Trade: The regional trade numbers strengthened significantly for the month with new export orders soaring to 70.5 from January's 62.5. An expanding domestic manufacturing sector supported an import reading of 52.3, but was down from 63.2 in December.

"The trade-weighted value of the U.S. dollar has declined by approximately 5.2% between August of last year and today. "The cheaper U.S. dollar has made U.S. goods more competitively priced abroad. However, I expect higher U.S. interest rates to strengthen the value of the U.S. dollar slightly in the months ahead. Even so, the outlook looks positive for the export of U.S. goods and commodities for the first half of 2021," said Goss.

Other survey components of the February Business Conditions Index were: new orders advanced to 79.0 from 76.9 in January; the production or sales index fell to a still strong 76.6 from January's 80.4; and the index for the speed of deliveries of raw materials and supplies climbed to 73.5, indicating rising supply delays, from last month's 69.7.

The Creighton Economic Forecasting Group has conducted the monthly survey of supply managers in nine states since 1994 to produce leading economic indicators of the Mid-America economy.
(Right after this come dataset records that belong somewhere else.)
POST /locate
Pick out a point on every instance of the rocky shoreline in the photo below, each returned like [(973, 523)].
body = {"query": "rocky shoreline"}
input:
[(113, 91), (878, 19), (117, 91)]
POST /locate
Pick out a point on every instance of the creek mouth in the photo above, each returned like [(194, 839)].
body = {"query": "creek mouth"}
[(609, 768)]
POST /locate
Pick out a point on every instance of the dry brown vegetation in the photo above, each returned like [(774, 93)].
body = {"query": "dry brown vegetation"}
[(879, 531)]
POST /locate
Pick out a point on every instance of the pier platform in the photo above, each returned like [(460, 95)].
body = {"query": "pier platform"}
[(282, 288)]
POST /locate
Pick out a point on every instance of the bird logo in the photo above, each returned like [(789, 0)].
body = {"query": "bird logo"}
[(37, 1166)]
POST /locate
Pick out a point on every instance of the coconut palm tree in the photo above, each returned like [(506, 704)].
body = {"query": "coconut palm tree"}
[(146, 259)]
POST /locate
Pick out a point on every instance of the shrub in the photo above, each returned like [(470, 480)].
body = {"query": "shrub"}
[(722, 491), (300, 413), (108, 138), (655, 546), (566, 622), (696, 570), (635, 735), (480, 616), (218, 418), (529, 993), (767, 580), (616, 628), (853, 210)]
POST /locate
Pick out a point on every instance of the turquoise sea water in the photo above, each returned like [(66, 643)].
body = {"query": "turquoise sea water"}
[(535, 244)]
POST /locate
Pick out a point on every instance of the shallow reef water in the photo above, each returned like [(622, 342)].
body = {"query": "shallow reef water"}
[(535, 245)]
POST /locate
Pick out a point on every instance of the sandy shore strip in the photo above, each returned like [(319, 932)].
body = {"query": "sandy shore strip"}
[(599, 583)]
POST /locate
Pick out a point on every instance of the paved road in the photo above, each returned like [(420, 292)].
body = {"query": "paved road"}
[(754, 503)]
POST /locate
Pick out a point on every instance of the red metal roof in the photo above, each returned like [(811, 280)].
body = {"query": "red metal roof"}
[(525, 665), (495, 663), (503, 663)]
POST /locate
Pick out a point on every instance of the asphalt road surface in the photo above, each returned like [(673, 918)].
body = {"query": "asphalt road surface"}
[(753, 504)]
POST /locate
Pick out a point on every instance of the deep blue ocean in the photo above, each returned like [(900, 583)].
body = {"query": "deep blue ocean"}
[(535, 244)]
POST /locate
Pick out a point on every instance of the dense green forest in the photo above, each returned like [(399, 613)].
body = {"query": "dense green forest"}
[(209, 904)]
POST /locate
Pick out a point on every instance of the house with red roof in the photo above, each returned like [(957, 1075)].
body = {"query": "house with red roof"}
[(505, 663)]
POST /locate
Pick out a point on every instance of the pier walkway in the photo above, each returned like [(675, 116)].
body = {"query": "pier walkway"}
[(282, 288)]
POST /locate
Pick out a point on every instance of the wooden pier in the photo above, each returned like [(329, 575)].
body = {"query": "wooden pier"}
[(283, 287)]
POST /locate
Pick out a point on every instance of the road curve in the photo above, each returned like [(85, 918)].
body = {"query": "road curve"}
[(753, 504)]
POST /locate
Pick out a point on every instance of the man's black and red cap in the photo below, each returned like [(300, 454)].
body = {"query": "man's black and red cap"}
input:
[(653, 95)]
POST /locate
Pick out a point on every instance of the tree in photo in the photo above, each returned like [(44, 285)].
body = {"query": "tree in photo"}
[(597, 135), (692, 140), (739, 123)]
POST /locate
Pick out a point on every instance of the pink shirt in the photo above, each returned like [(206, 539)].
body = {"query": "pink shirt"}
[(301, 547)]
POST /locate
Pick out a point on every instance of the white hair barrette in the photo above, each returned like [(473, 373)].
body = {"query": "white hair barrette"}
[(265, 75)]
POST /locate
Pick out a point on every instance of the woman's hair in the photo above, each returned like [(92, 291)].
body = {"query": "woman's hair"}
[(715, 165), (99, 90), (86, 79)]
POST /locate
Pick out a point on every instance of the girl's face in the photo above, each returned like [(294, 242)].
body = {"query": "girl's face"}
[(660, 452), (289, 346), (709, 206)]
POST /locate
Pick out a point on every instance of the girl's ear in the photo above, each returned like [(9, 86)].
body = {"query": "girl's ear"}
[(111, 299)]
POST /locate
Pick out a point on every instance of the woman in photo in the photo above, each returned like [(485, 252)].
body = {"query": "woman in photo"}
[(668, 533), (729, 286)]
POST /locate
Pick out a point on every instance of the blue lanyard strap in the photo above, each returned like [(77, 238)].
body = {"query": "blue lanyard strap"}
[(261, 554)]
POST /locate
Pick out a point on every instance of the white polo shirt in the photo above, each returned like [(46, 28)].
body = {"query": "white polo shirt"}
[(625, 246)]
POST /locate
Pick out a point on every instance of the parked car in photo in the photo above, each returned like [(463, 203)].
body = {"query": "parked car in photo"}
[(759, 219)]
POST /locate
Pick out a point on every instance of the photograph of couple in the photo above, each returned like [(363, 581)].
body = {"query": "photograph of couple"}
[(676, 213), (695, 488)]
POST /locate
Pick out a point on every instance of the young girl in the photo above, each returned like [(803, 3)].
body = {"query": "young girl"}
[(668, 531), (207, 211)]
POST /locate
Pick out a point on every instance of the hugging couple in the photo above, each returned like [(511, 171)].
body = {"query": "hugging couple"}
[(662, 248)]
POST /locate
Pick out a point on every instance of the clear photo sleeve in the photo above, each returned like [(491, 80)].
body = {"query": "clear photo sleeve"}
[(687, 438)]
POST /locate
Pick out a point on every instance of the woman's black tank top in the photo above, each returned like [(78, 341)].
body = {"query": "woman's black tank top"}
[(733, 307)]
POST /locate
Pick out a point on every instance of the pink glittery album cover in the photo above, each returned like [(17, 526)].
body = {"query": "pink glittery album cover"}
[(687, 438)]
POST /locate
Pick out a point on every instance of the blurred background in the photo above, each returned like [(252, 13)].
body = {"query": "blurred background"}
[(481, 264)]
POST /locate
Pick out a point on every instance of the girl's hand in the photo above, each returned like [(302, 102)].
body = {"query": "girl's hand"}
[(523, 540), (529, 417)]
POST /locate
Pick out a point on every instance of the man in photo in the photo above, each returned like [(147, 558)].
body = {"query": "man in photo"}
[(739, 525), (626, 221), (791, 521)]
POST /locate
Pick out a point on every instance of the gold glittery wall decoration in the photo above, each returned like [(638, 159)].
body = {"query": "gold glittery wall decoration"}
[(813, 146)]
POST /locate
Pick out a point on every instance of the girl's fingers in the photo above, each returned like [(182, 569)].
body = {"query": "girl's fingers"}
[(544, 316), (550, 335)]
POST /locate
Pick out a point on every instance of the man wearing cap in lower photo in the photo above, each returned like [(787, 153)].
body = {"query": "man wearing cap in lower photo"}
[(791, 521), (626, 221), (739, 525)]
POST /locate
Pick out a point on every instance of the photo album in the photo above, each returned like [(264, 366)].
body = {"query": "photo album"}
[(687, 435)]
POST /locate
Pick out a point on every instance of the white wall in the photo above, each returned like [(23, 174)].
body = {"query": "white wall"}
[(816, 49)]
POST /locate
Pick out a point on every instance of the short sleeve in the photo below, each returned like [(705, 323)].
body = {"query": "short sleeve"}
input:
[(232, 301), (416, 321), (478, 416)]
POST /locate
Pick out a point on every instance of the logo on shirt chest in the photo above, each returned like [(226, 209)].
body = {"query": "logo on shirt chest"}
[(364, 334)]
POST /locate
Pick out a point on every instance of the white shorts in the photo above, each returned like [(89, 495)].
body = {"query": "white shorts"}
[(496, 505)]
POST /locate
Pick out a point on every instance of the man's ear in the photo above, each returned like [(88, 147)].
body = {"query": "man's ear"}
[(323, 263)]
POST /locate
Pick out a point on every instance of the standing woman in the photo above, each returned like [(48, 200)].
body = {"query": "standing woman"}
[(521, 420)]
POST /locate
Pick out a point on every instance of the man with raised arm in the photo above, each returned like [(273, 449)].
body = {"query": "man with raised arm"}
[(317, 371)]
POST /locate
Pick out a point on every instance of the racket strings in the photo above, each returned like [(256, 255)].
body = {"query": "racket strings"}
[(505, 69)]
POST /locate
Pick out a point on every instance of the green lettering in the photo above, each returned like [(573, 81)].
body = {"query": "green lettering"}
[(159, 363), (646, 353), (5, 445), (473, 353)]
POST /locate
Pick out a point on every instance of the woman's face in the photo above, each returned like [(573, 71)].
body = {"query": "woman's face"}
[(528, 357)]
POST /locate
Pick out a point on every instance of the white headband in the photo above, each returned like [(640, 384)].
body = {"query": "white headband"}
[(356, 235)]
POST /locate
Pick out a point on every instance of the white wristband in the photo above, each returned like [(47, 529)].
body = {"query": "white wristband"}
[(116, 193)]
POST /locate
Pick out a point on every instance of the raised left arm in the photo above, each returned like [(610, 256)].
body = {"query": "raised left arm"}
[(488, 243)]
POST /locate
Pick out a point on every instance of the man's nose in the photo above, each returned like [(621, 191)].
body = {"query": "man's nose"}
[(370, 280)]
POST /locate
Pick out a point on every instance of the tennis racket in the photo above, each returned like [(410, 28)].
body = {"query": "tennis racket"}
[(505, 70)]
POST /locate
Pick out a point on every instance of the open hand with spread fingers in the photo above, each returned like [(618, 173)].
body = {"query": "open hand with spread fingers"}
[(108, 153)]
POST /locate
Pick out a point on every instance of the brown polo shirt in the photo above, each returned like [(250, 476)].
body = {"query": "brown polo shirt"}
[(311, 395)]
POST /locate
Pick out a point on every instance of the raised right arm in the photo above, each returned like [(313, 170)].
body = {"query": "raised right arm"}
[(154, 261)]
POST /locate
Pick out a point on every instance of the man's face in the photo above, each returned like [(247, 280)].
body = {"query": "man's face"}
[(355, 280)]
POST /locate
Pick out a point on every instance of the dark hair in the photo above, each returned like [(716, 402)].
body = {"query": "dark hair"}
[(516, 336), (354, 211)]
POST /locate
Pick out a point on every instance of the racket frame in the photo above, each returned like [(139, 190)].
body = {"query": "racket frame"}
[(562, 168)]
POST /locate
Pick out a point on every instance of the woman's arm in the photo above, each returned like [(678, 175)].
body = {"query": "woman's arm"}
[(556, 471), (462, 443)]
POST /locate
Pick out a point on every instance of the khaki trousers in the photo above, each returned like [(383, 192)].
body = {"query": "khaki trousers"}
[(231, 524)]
States included in the survey are Arkansas, Iowa, Kansas, Minnesota, Missouri, Nebraska, North Dakota, Oklahoma and South Dakota.

The forecasting group's overall index, referred to as the Business Conditions Index, ranges between 0 and 100. An index greater than 50 indicates an expansionary economy over the course of the next three to six months.

The Business Conditions Index is a mathematical average of indices for new orders, production or sales, employment, inventories and delivery lead time. This is the same methodology, used since 1931 by the Institute for Supply Management (ISM), formerly the National Association of Purchasing Management. The Mid-America report is produced independently of the national ISM.

The Kansas Business Conditions Index for February slipped to 61.6 from 62.0 in January. Components of the leading economic indicator from the monthly survey of supply managers were: new orders at 68.7, production or sales at 74.2, delivery lead time at 67.0, employment at 60.8, and inventories at 37.4. "Since July of last year, both durable and nondurable goods manufacturers in the state have expanded at a slow pace. According to U.S. Bureau of Labor Statistics data, manufacturing wages for production workers in the state have expanded by weak 0.6% since the onset of COVID-19," said Goss.